Pakistan publishes the 2.4 % financial deficit of GDP in the first nine months of the fiscal year 2012: Report – Trendy Blogger

Pakistan publishes the 2.4 % financial deficit of GDP in the first nine months of the fiscal year 2012: Report

 – Trendy Blogger

Pakistan recorded a financial deficit of 2.4 % of GDP – which reaches 2.97 trillion rupees – during the first nine months of the fiscal year 2024-25 (July 2024 to March 2025), as indicated at Topine Securities. This represents an improvement in the 3.7 % deficit registered during the same period last year. For January of January 2025, the deficit was 1.2 % of GDP (1.4 trillion rupee), less than 2.8 % in the previous quarter and 1.4 % in the same quarter of last year.

The decrease in deficit is mainly due to the height of revenues. Tax revenues increased by 26 % on an annual basis to 3.0 trillion rupee during the third quarter, due significantly to growth in the FBI groups. However, these groups are still less than the goals of the International Monetary Fund. Non -tax revenues witnessed a rise of 68 % during a nine months, with a total of 4.23 trillion rupees. The main shareholder was a standard profit of 2.5 trillion rupees, which was transferred by the State Bank in Pakistan, which is much higher than 970 billion rupees in the same period last year.

The basic balance – which excludes interest payments – designed a small impotence of 0.1 % of GDP in the third quarter. During a period of nine months, the government recorded a basic surplus of 2.8 % of GDP, an increase of 1.5 % last year. This increase is mainly due to the increase in non -tax revenues.

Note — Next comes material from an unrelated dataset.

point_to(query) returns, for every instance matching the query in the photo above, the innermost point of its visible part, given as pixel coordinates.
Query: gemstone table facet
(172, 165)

The interest expenses for the third quarter reached 1.3 trillion rupees, and did not change the same quarter of last year, but less than 66 % of the previous quarter. The decrease in a quarter of a quarter was due to the height of the payment in the previous quarters. Although the interest rates on the treasury bills for six months decreased sharply-thanks to 933 basis points-the expenses of the expenses remained flat due to a 17 % increase in the local government’s borrowing since March 2024. It is expected that the effect of low prices in the future seasons is expected to appear where debt is rewritten.

Development spending increased slightly to 0.6 % of GDP in the third quarter, compared to 0.5 % last year. Retired pension payments increased by 8 % to 223 billion rupees, while defensive spending increased by 11 % to 534 billion rupees. Transfers to the provinces remained 56.8 % of tax revenues.

The government maintained its goals for the entire year: the budget deficit of 5.5 % of GDP and a basic surplus of 2.0 %, based on the estimate of the GDP of 115 trillion rupees.